Apple JailBreakMe Vulnerability
Good information from Mikko Hyppönen.
Q: What is this all about?
A: It’s about a site called jailbreakme.com that enables you to Jailbreak your iPhones and iPads just by visiting the site.Q: So what’s the problem?
A: The problem is that the site uses a zero-day vulnerability to execute code on the device.Q: How does the vulnerability work?
A: Actually, it’s two vulnerabilities. First one uses a corrupted font embedded in a PDF file to execute code and the second one uses a vulnerability in the kernel to escalate the code execution to unsandboxed root.Q: How difficult was it to create this exploit?

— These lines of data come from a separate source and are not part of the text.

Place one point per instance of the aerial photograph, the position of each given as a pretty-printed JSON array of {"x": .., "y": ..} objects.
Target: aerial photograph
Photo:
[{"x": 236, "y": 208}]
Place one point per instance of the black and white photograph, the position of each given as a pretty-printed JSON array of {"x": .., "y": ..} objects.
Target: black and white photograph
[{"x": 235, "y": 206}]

A: Very difficult.Q: How difficult would it be for someone else to modify the exploit now that it’s out?
A: Quite easy.
Here’s the JailBreakMe blog.
EDITED TO ADD (8/14): Apple has released a patch. It doesn’t help people with old model iPhones and iPod Touches, or work for people who’ve jailbroken their phones.

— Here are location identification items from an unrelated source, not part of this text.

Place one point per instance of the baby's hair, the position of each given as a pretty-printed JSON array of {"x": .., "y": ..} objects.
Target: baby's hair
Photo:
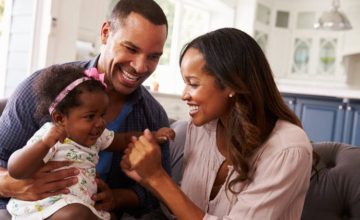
[{"x": 53, "y": 80}]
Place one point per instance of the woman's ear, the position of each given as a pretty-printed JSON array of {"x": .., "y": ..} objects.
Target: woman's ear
[
  {"x": 58, "y": 118},
  {"x": 105, "y": 32}
]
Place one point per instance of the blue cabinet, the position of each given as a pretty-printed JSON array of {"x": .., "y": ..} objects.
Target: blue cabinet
[
  {"x": 327, "y": 119},
  {"x": 322, "y": 119},
  {"x": 351, "y": 132}
]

EDITED TO ADD (8/15): More info.
Rich • August 10, 2010 12:40 PM
What is awesome is that most iPhone users will see this as a good thing. They will think “HEY! Now I can jail break my phone! And it’s ssoo easy!”. They wont even realize what it is that can be done. And Apple won’t care. The only way people will learn is if something REALLY bad happens. And all we need for that is some nerdy hacker to have a bad day.
Just imagine: Youre a hacker, chilling out at the coffee shop, toying around with Airpwn, and you notice an iPhone user using Wifi… You know where I’m going with this.